Corte II I
C-1220/2007
{T 0/2}
Sentenza del 10 marzo 2008
Giudici Elena Avenati-Carpani (presidente del collegio),
Andreas Trommer, Blaise Vuille,
cancelliere Graziano Mordasini.
A._______,
patrocinata dall'Avv. Aurelia Schroeder,
ricorrente,
contro
Ufficio federale della migrazione (UFM), Quellenweg 6,
3003 Berna
autorità inferiore,
Divieto d'entrata.
B u n d e s v e r w a l t u n g s g e r i c h t
T r i b u n a l a d m i n i s t r a t i f f é d é r a l
T r i b u n a l e a m m i n i s t r a t i v o f e d e r a l e
T r i b u n a l a d m i n i s t r a t i v f e d e r a l
Composizione
Parti
Oggetto
C-1220/2007
Fatti:
A.
In data 17 luglio 2003, A._______, cittadina rumena nata il..., ha
presentato all'Ambasciata di Svizzera a Bucarest una domanda di
visto per la Svizzera al fine di esercitare, per un periodo di 3 mesi,
l'attività di ballerina presso un night-club di Ginevra.
Posta a beneficio di un permesso di dimora temporaneo (permesso L),
nel mese di marzo 2004 l'interessata ha lavorato come artista di
cabaret presso un locale notturno in Ticino.
Il 13 luglio 2004, A._______ ha inoltrato presso la suddetta
rappresentanza elvetica una seconda domanda di visto per la
Svizzera, lavorando poi per 3 mesi (da ottobre a dicembre 2004) con
regolare permesso in qualità di ballerina nel Canton Ginevra.
B.
Interrogata in data 9 settembre 2004 dagli agenti della Polizia
cantonale ticinese presso la sua abitazione di B._______, l'interessata
ha dichiarato che, dopo aver svolto l'attività di ballerina/artista in
Svizzera all'inizio del 2004, era rientrata in patria per poi tornare sul
territorio della Confederazione come turista ad agosto.
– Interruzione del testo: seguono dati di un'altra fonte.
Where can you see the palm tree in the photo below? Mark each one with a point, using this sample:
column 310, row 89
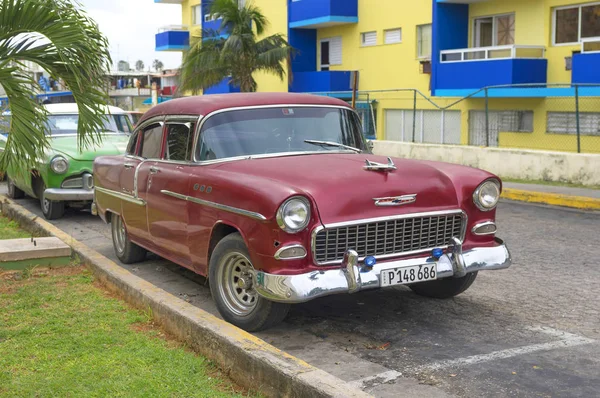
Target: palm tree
column 157, row 65
column 59, row 37
column 139, row 65
column 237, row 56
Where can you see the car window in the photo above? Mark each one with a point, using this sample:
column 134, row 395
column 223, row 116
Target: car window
column 179, row 141
column 152, row 141
column 132, row 145
column 277, row 130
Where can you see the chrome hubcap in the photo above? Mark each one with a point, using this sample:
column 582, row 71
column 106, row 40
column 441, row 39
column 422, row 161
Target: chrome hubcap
column 236, row 283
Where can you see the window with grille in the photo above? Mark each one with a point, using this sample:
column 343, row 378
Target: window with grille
column 393, row 36
column 368, row 39
column 566, row 123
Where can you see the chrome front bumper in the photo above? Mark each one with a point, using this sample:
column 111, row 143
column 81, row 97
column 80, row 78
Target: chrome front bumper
column 67, row 195
column 352, row 277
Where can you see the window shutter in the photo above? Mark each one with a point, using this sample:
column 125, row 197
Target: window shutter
column 369, row 38
column 393, row 36
column 335, row 51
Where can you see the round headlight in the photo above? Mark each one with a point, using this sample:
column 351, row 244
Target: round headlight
column 59, row 165
column 487, row 195
column 293, row 215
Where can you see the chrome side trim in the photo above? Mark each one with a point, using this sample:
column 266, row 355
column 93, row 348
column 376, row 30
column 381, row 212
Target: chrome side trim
column 123, row 196
column 235, row 210
column 350, row 277
column 203, row 120
column 318, row 229
column 284, row 248
column 484, row 224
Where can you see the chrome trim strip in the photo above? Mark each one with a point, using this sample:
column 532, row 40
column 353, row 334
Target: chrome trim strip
column 284, row 248
column 351, row 277
column 203, row 120
column 484, row 224
column 318, row 229
column 235, row 210
column 123, row 196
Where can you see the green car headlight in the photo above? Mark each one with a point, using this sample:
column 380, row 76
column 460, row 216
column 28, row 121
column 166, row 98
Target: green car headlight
column 59, row 165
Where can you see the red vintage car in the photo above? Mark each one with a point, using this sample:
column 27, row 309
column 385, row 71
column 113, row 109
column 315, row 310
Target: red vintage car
column 278, row 199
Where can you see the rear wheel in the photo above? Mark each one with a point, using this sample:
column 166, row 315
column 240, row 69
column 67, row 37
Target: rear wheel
column 13, row 191
column 50, row 209
column 444, row 288
column 127, row 251
column 232, row 288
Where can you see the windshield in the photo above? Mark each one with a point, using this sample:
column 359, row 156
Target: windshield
column 67, row 124
column 279, row 130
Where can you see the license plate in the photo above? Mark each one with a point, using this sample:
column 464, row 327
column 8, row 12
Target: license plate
column 406, row 275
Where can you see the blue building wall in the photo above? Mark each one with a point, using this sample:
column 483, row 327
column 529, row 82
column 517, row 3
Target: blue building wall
column 172, row 40
column 315, row 82
column 586, row 68
column 309, row 12
column 450, row 30
column 222, row 88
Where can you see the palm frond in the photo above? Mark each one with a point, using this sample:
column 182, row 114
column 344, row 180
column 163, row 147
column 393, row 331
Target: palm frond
column 60, row 38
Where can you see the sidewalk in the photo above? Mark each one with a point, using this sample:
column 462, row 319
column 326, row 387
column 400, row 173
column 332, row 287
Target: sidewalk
column 578, row 198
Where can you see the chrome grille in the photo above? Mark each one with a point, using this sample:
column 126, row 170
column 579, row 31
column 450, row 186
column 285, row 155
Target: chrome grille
column 388, row 237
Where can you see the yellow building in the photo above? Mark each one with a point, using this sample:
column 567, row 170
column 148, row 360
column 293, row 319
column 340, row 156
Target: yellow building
column 482, row 72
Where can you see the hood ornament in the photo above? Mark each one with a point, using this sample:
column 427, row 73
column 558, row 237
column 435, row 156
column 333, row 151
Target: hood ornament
column 396, row 200
column 374, row 166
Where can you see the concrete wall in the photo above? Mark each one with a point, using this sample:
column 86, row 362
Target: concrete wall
column 507, row 163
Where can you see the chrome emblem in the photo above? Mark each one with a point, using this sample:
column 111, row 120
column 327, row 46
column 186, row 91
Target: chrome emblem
column 396, row 200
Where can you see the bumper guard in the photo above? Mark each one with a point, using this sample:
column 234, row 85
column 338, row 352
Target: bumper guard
column 352, row 277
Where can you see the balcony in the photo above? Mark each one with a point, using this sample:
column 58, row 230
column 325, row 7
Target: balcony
column 585, row 64
column 463, row 71
column 314, row 14
column 173, row 38
column 224, row 87
column 318, row 82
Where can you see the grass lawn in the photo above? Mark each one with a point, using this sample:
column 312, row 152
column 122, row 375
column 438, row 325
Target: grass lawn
column 10, row 229
column 62, row 335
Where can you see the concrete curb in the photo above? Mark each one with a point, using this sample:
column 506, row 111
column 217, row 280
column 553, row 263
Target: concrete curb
column 576, row 202
column 249, row 361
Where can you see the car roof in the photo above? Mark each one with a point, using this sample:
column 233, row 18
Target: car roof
column 72, row 108
column 205, row 104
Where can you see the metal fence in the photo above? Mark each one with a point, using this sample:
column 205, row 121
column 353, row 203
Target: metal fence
column 541, row 117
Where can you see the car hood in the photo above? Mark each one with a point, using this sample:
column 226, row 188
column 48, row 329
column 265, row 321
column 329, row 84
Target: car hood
column 111, row 145
column 343, row 190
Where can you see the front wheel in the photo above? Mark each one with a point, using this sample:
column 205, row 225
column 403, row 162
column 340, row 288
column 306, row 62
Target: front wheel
column 50, row 209
column 444, row 288
column 13, row 191
column 127, row 251
column 232, row 288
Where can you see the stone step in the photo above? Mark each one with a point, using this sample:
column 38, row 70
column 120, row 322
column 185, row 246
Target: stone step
column 16, row 250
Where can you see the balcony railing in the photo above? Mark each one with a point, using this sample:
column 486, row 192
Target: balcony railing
column 493, row 53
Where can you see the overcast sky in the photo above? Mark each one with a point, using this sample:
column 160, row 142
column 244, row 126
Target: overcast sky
column 130, row 26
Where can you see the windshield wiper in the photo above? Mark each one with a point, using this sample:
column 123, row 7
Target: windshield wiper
column 335, row 144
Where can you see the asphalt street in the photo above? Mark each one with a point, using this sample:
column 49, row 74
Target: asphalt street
column 532, row 330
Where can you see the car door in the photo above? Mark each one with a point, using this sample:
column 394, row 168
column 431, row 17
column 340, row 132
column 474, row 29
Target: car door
column 134, row 177
column 168, row 182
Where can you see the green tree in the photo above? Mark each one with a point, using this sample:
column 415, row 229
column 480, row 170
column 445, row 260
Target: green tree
column 59, row 37
column 139, row 65
column 237, row 56
column 158, row 65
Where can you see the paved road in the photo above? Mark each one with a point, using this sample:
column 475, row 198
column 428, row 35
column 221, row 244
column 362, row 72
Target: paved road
column 530, row 331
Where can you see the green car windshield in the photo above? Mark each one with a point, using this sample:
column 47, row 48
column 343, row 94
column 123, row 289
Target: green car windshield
column 67, row 124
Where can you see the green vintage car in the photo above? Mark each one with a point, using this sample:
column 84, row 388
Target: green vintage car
column 64, row 176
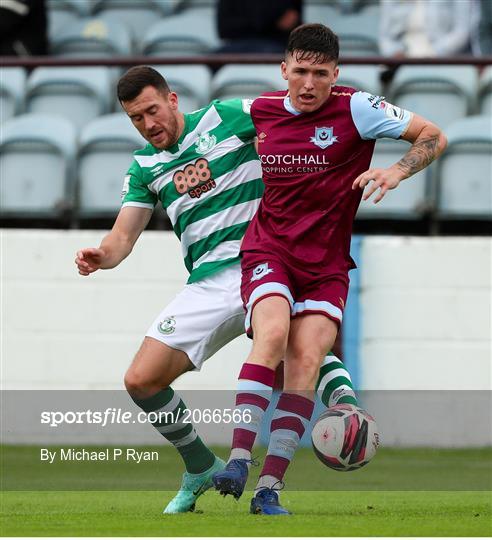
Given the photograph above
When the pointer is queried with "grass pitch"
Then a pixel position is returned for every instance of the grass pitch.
(372, 507)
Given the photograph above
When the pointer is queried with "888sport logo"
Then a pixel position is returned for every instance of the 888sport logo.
(195, 179)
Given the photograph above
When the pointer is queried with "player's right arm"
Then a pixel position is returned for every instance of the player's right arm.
(118, 244)
(138, 203)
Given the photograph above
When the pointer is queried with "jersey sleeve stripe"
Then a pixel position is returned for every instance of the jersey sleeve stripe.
(138, 205)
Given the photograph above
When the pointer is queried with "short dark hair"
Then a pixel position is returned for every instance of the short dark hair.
(314, 42)
(136, 79)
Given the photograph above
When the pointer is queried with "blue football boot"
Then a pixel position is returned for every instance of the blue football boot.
(266, 502)
(233, 478)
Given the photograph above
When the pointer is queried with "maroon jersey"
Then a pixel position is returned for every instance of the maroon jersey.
(309, 163)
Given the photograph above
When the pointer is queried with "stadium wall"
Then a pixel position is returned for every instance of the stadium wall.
(418, 323)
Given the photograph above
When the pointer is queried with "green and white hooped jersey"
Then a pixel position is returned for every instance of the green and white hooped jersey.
(209, 183)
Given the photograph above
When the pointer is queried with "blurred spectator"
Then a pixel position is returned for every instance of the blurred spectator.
(23, 28)
(417, 28)
(257, 26)
(485, 28)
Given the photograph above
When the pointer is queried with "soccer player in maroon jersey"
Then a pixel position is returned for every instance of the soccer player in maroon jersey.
(315, 143)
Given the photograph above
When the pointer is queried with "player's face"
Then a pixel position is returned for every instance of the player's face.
(156, 116)
(309, 83)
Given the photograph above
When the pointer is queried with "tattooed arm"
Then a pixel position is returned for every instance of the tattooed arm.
(428, 142)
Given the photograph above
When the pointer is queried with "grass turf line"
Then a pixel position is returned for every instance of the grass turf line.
(134, 513)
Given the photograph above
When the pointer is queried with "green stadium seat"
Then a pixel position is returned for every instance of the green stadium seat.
(105, 154)
(12, 90)
(485, 92)
(443, 94)
(62, 13)
(246, 81)
(409, 200)
(137, 15)
(189, 33)
(358, 32)
(92, 37)
(36, 164)
(464, 171)
(365, 78)
(191, 82)
(77, 93)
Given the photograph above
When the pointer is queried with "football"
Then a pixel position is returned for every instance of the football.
(345, 437)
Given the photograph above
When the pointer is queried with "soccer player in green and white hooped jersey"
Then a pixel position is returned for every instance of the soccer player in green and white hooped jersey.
(203, 168)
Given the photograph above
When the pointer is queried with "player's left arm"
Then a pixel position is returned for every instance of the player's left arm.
(428, 143)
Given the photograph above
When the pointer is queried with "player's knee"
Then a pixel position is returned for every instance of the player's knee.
(305, 368)
(139, 385)
(272, 339)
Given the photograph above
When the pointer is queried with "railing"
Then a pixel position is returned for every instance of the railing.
(219, 60)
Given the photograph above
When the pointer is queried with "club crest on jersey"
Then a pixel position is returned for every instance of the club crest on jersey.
(261, 271)
(205, 143)
(323, 137)
(167, 326)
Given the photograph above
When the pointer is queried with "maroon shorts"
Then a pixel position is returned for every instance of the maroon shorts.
(265, 275)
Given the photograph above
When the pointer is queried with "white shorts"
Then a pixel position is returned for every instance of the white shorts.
(203, 317)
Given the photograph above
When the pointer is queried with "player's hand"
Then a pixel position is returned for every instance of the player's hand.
(89, 260)
(382, 179)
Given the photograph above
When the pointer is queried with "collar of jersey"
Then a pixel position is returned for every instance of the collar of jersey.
(175, 147)
(289, 107)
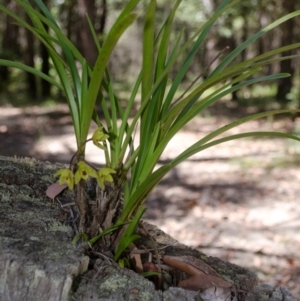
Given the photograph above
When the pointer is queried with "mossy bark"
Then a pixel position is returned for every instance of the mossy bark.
(39, 262)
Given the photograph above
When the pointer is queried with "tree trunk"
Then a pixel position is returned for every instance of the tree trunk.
(39, 262)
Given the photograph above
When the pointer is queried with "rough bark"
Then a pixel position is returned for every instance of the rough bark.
(39, 262)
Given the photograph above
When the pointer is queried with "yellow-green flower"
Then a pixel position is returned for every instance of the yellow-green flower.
(66, 177)
(99, 136)
(84, 171)
(104, 174)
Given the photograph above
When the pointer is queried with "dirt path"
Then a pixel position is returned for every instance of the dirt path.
(238, 201)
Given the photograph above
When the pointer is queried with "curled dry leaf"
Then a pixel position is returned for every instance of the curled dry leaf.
(136, 259)
(203, 281)
(195, 262)
(200, 279)
(54, 190)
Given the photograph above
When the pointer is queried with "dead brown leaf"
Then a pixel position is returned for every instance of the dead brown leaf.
(54, 190)
(203, 276)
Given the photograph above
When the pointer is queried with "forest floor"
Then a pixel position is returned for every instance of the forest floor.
(237, 201)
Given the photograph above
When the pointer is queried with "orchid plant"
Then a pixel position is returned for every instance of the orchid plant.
(130, 174)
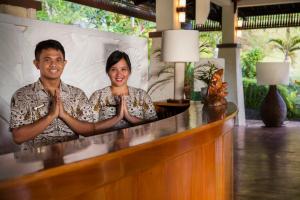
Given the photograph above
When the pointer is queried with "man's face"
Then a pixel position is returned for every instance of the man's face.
(119, 73)
(51, 64)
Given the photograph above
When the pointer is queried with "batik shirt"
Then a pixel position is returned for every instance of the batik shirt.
(105, 105)
(30, 103)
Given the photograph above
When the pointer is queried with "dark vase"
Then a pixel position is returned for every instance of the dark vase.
(273, 109)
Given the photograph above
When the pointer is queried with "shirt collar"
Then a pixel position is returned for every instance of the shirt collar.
(38, 86)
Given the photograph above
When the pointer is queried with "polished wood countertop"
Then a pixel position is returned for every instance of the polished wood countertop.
(26, 168)
(33, 160)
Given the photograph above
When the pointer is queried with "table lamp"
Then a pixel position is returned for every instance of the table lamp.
(273, 108)
(180, 46)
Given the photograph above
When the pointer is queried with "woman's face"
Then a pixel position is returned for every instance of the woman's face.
(119, 73)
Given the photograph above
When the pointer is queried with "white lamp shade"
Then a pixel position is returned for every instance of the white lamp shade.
(180, 46)
(202, 11)
(272, 73)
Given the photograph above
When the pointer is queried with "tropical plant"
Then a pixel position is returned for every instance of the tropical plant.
(168, 69)
(249, 60)
(287, 46)
(205, 72)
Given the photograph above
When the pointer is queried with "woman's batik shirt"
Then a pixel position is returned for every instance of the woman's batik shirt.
(105, 105)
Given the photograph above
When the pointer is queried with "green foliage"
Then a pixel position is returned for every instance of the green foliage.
(287, 46)
(249, 60)
(205, 72)
(208, 43)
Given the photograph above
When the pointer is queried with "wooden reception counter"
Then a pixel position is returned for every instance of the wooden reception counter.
(187, 156)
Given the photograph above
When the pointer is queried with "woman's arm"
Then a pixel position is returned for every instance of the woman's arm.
(127, 116)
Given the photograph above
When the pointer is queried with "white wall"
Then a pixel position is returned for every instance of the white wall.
(86, 52)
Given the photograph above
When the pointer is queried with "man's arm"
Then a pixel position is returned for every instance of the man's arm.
(29, 131)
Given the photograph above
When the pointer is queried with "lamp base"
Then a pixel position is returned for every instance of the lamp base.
(273, 108)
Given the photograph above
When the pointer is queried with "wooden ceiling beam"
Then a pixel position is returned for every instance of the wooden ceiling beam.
(251, 3)
(118, 8)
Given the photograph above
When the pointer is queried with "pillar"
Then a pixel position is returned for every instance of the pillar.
(230, 51)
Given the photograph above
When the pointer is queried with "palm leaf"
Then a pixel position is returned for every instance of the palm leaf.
(159, 83)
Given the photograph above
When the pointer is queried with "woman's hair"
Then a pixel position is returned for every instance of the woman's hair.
(115, 57)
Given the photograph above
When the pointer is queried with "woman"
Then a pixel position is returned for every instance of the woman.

Essa ha
riconosciuto di aver soggiornato illegalmente in Svizzera tra il 3 ed il 9
settembre 2004, contravvenendo così la legge federale del 26 marzo
1931 concernente la dimora e il domicilio degli stranieri (vLDDS del
1931, CS 1 117).
C.
In data 7 giugno 2006, le autorità di polizia ticinesi hanno effettuato un
controllo presso il ristorante con alloggio C._______ di D._______
dove hanno accertato la presenza di A._______. Verbalizzata il giorno
stesso, essa ha dichiarato di essere arrivata nuovamente in Svizzera
ad inizio maggio 2006 e di essersi recata per circa 20 sere per 3/4 ore
presso il locale notturno E._______ di F._______ intrattenendosi con
amici e clienti, per divertimento, senza chiedere denaro.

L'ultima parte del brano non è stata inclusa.